What You’ll Need (Finished size: 18 x 18 x 18)
- 4 x 15–foot heavyweight (10-ounce) painter’s canvas
- Narrow cording to stitch into seams for piping
- 54-inch zipper
- Sewing machine with zipper foot
- Seam ripper
- Pins and needles
- Pencil or tailor’s chalk
- Fabric paint marker
- 1 bag of 100L polystyrene balls
Step-by-step
- For sides, cut one 19 x 75–inch piece from canvas.
- For top and bottom, cut two 19 x 19–inch pieces from canvas.
- For bias strip for piping, cut 11/4 x 150–inch piece from canvas. Piece together as necessary.
- Divide side piece into 18½-inch sections.

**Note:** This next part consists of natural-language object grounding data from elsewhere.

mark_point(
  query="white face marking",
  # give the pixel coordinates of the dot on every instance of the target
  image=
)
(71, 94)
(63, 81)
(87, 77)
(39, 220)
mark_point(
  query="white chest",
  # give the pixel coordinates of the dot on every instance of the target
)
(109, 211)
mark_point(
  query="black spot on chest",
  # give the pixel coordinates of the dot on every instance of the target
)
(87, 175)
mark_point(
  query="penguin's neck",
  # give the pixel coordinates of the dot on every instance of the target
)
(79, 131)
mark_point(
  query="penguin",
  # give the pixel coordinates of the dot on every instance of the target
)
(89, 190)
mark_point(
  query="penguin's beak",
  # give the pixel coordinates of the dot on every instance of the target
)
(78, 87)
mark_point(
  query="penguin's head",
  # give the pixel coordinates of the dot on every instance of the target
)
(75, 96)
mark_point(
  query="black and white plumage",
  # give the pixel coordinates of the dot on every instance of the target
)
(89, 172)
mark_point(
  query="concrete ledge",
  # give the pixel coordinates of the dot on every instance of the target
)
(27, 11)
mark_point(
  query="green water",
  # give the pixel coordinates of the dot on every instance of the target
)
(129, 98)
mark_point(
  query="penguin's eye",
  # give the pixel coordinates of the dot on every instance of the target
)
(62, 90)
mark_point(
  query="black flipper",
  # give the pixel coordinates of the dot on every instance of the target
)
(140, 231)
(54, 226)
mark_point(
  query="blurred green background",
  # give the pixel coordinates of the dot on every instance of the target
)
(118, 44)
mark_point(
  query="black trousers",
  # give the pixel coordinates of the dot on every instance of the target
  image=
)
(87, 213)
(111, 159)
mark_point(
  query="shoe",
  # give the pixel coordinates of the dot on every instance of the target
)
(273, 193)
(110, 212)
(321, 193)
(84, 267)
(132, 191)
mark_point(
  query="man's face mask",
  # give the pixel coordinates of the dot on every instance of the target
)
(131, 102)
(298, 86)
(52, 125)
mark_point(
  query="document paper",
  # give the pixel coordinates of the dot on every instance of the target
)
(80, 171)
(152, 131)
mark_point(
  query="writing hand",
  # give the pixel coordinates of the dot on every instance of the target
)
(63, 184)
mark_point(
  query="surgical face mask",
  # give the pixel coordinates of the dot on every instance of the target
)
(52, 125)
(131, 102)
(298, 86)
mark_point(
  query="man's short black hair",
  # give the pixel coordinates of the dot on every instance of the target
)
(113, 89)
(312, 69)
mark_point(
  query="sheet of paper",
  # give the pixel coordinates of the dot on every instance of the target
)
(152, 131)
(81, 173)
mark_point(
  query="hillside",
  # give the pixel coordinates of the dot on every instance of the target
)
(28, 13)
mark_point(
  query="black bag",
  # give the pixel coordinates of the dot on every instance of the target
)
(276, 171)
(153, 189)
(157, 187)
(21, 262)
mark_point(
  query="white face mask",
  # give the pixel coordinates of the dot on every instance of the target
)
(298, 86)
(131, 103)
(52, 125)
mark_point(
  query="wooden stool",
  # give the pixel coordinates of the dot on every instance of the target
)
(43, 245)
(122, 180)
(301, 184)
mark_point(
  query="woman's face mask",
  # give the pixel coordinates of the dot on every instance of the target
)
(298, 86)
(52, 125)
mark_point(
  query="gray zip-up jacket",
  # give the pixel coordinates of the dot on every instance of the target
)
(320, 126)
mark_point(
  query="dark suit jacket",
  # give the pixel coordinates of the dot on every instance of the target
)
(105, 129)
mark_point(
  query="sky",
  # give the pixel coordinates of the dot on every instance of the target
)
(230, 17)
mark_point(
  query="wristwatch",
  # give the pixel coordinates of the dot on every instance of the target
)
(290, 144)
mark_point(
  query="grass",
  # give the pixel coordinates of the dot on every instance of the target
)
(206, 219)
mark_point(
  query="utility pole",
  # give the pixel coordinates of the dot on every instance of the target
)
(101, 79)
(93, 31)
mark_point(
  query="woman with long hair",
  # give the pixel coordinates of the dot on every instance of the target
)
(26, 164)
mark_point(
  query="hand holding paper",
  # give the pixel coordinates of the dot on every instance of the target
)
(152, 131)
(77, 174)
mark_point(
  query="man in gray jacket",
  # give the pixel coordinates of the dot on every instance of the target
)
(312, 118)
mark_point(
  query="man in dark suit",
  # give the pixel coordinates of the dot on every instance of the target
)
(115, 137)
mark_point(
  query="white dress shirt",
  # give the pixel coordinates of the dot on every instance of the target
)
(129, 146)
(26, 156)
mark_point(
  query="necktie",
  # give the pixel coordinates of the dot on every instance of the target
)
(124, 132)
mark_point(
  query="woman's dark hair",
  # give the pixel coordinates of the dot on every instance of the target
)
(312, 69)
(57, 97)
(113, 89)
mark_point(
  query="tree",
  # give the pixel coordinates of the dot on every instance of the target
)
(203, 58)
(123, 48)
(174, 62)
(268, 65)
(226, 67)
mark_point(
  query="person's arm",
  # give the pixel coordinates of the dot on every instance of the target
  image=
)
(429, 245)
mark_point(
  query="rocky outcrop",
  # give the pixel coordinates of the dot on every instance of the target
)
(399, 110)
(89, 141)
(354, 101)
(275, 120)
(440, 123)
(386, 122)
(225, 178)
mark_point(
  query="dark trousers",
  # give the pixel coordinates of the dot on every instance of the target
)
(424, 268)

- Mark with pencil or tailor’s chalk. Crease along the 18½-inch divides. With zipper foot, sew cording (creating piping) inside the creases. With right sides facing, stitch side along the open ends using a 1/4-inch seam allowance. Turn what will now be a tube so right sides are out and topstitch a 1/4-inch seam along this last seam to create the illusion of piping.
- For piping, cover and stitch cording with bias fabric. Stitch piping to top and bottom pouf with a ½-inch seam allowance.
- With right sides facing, stitch one side section to one side of bottom, matching corners, and using a ½-inch seam allowance. For the other three sides, use a ½-inch allowance to connect them to pouf bottom with a basting stitch. This is where your zipper will go.
- With the right sides facing down, place zipper facedown so it lies directly on the seam. The zipper pull should only be about ½ inch down from the top of the seam edge. Pin zipper into place. Use zipper foot to sew the zipper into place. When the zipper is attached, use a seam ripper to open the baste seam.
- Leaving a section of zipper open, stitch pouf top to remaining pouf sides, matching corners. Turn to right side.
- Using a pattern or drawing freehand with a pencil or tailor’s chalk, sketch a design on pouf. Trace design with a fabric paint marker.
- Fill pouf. Open the bag of polystyrene balls carefully or this can get messy. It helps to have two pairs of hands for this step. Insert open end of bag into zippered opening of pouf and pour balls in slowly.
- Carefully shake pouf often to settle the balls; you will probably use the entire bag.
Over time you can add more polystyrene to keep pouf’s shape. - Close zipper.
Need more ideas? Drop cloths can become laundry bags, slipcovers, pet beds and lampshades that you can decorate using the techniques shown here.